Apaixonado pelo Alentejo, vê a região como um todo. Para ele, não há alto, baixo, central ou litoral, mas sim um único Alentejo, que deve unir-se nas grandes causas para vencer os desafios da desertificação, do envelhecimento e da perda de população. “Só assim poderá progredir e fixar pessoas no território, aumentando a qualidade de vida”, defende.

Entre as suas áreas de fascínio destacam-se a história local e regional, pelo contacto próximo com as comunidades; a história das Misericórdias, pelo legado extraordinário destas instituições; a história da vinha e do vinho, pelo impacto cultural e económico; a história do desporto, que cruza com outra paixão sua; e o património cultural imaterial, pelo valor do saber-fazer tradicional. A ligação às Santas Casas tem também raízes pessoais. O pai era irmão da Misericórdia de Redondo e, em 2010, José Calado foi convidado para um estágio na instituição, tornando-se também irmão e, mais tarde, mesário. Recorda com emoção esse primeiro contacto, sobretudo a experiência de trabalhar com o arquivo histórico: “Foi uma honra consultar, tratar e catalogar aquele acervo”. Desde então, nunca mais perdeu a ligação à instituição.
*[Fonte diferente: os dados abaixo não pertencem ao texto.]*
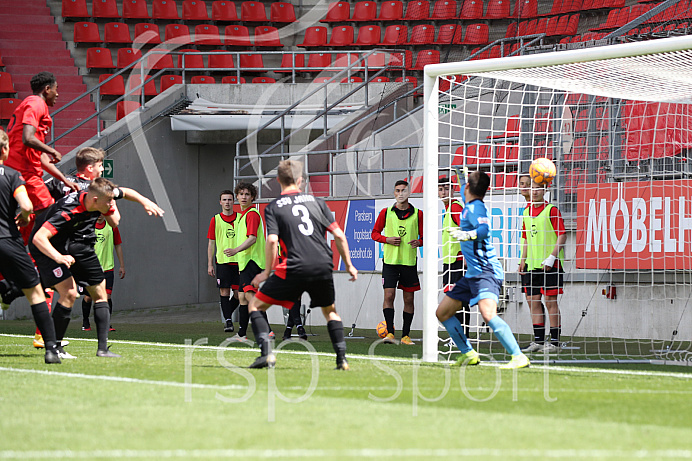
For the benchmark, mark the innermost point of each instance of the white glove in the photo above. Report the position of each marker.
(463, 235)
(549, 261)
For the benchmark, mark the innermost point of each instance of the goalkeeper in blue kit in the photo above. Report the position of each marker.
(483, 279)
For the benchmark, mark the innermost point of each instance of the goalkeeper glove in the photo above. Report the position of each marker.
(463, 235)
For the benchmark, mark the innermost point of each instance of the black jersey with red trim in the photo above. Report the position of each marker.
(301, 222)
(68, 219)
(10, 181)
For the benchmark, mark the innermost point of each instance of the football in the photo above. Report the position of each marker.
(382, 329)
(542, 171)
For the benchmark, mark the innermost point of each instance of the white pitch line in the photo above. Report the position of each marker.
(483, 453)
(661, 374)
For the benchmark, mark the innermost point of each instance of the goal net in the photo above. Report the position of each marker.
(617, 123)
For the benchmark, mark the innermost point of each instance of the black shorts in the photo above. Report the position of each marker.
(547, 283)
(284, 292)
(400, 276)
(451, 273)
(227, 276)
(86, 269)
(15, 263)
(246, 276)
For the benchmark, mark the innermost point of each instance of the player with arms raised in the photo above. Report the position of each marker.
(299, 222)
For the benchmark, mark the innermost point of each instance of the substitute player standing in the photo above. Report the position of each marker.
(298, 222)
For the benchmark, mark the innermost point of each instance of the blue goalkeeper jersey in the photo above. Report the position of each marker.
(480, 254)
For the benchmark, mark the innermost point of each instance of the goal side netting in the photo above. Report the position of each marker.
(617, 123)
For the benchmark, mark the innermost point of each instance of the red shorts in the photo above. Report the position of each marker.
(38, 193)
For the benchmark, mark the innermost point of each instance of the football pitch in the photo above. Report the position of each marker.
(165, 400)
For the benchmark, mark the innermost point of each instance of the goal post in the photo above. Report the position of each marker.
(599, 114)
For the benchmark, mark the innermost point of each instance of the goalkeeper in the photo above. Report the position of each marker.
(483, 279)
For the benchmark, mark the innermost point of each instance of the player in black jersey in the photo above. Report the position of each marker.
(15, 263)
(298, 222)
(62, 245)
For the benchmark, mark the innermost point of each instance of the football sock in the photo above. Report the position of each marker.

O que mais o marca nestas instituições é a forma como atravessam séculos mantendo a mesma missão: estar ao lado das comunidades e das suas necessidades mais prementes. Para José Calado, as Misericórdias são património vivo, lugares de memória e de solidariedade, que continuam a ser fundamentais no presente e assim permanecerão no futuro.

“Os homens partem, as Misericórdias ficam”. Esta é a frase que resume a sua convicção de que estas instituições, tal como a história que as sustenta, continuarão a ser faróis de identidade, proximidade e esperança.

 

Atravessar crises sem perder a identidade

Para José Calado, a história das Misericórdias confunde-se com a das próprias comunidades alentejanas. Indispensáveis no apoio social, souberam atravessar séculos sem perder a identidade e continuam a responder aos desafios, como se viu no combate à pandemia, sendo presença ativa e indispensável. “Quando as comunidades precisam, as Misericórdias estão sempre presentes”.

 

Edições que preservam a memória coletiva

A ligação do historiador às Misericórdias traduz-se em livros, investigação e projetos de memória. Foi autor da coleção ‘Cadernos d’O Redondense’ (2010- 2019), colabora desde 2019 com a Misericórdia de Évora, onde organizou o museu, publicou livros e coordena uma revista. Trabalha ainda com as Misericórdias de Arraiolos, Mora e Redondo em obras comemorativas e integra um projeto nacional com a UMP, para preservar e dar voz à história destas instituições.

 

Perfil

José Calado, de 44 anos, é historiador e consultor, doutorando na Universidade de Évora. Especialista em património e na história das Misericórdias, é autor de 25 obras e CEO da empresa ‘História e Memória’.